6. Dairy production line according to claim 5, characterized in that it further comprises a deep-layer impurity-removing filtration device (23), an absolute sterilization device (24) and a low-temperature pasteurization system (25);

the discharge port of the first active material mixing tank (19) and the discharge port of the second active material mixing tank (64) are connected with the feed port of the deep impurity removal filter device (23) through pipelines, the discharge port of the deep impurity removal filter device (23) is connected with the feed port of the absolute sterilization device (24), and the discharge port of the absolute sterilization device (24) is connected with the feed port of the low-temperature pasteurization system (25).

7. The dairy production line according to claim 6, characterized in that it further comprises a static mixer (26) and a filling machine (27);

the discharge port of the low-temperature pasteurization system (25) and the discharge port of the second sterilization system (22) are connected with the feed port of the static mixer (26) together through pipelines, and the discharge port of the static mixer (26) is connected with the feed port of the filling machine (27).

8. The dairy production line according to any of claims 1 to 4, 6, 7, characterized in that it further comprises a percolate mixing tank (20);

The concentrated solution discharge port of the nanofiltration membrane device (17) is connected with the feed port of the percolate mixing tank (20), and the permeate discharge port and the concentrated solution discharge port of the reverse osmosis membrane device (18) are respectively connected with the percolate mixing tank (20);

and a discharge hole of the percolate mixing tank (20) is respectively connected with percolate inlets of the micro-filtration percolate film device (15) and the ultra-filtration percolate film device (16).

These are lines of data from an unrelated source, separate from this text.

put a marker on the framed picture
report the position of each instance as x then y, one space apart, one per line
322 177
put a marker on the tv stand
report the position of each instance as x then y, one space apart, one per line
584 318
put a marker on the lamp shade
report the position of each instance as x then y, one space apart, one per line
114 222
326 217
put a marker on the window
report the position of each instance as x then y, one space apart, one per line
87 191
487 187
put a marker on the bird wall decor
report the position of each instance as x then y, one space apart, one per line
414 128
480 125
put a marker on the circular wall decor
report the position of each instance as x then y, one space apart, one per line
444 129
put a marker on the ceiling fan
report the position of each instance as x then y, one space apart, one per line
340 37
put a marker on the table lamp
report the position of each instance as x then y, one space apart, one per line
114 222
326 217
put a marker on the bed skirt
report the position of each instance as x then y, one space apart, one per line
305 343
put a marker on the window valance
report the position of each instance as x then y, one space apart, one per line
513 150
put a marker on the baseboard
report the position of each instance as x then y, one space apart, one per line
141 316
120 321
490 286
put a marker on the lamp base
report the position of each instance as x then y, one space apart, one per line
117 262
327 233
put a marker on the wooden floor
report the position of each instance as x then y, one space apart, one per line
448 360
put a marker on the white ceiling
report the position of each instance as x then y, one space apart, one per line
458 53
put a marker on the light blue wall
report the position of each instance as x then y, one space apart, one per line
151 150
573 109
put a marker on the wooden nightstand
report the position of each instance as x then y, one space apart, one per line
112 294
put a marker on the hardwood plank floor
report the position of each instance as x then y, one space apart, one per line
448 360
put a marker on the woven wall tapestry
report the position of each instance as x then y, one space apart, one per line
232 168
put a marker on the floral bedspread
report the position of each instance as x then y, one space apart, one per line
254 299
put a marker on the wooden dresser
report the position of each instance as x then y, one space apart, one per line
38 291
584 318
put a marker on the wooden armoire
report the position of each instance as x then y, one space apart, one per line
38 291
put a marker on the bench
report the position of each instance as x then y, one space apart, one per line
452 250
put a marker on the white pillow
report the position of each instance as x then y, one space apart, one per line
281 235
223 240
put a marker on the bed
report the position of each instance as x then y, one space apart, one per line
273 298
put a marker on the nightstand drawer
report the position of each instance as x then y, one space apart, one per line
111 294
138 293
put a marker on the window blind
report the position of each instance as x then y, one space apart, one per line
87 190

9. Dairy production line according to any of claims 1 to 4, 6, 7, characterized in that the cation exchange means comprise a first cation exchange means (12) and a second cation exchange means (13) of parallel design.

10. Dairy product production line according to any of claims 1-4, 6, 7, characterized in that a vacuum degassing device (10) and a twin screw pump (11) are arranged between the permeate outlet of the skim milk sterilization device (9) and the feed inlet of the cation exchange device.